Writing without stopping is a way of sidelining the critic in you that doubts you.
Imagine you’re trying to paint the sunset and a person comes and stands next to you and says: That’s no good, that doesn’t look real, I don’t know what that means, that colour doesn’t work, just as you’re trying to capture the colours. That person would put you off what you’re doing. If you could, you would move away, so once again you can face the blazing sky, and put it down on paper.
Later on you can look at it back home and examine the painting for what worked and what didn’t and what needs to be done. First and foremost the painting is there. What you needed was to be able to paint a sunset in the joyousness of the moment without some person telling you your work is wrong or ugly.
So with writing. In the moment of creating you don’t need that critic person standing there monitoring your words. Walk away from them and write the first draft as if words come through like sunset to paper. Writing without stopping achieves this. It leaves no gap for the critic to have a say. The speed and constant motion of the pen across the page, or fingers on the keyboard, is what keeps the colours streaming.

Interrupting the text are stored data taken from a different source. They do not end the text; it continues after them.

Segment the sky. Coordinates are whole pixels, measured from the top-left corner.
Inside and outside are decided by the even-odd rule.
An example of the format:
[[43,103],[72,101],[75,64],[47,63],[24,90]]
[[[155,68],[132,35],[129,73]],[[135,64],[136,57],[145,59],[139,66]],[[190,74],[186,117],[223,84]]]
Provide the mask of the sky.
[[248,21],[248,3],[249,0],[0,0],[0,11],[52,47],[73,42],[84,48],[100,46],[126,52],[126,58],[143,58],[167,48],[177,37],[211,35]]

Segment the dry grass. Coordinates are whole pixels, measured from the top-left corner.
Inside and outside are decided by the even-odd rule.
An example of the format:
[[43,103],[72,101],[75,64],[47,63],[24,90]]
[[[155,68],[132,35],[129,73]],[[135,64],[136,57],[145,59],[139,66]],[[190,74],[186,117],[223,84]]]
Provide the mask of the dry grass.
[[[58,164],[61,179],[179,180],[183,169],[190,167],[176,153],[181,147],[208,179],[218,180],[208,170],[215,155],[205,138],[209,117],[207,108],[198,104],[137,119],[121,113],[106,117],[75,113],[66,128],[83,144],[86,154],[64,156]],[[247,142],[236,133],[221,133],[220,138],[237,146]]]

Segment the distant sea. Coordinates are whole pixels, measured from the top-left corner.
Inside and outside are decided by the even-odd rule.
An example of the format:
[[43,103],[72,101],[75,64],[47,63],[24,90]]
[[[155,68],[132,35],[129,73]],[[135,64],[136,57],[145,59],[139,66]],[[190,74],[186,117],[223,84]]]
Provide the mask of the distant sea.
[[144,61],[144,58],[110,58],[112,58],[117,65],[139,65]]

When you write without stopping and without your critic graunching the gears, then words flow out as if they’re coming out of your fingers and you’ve slightly lost control of the situation. This is good. When you are in control it’s when you operate from what you think you know. When you lose control and the words are coming anyway, that’s when you begin to write from what you do not know you know. You’ve dropped to that deeper level.
You’re not going to be there all day. You’ve gone down for ten minutes, like a diving expedition, ten to twenty minutes and you come back up with something. There’s the proof – pages covered in your writing.
Ten minutes is a safety guide that gives you the option to dive down, and once started, writing without stopping allows whatever’s there to come up: a handful of shells, an anchor, a bright orange cray.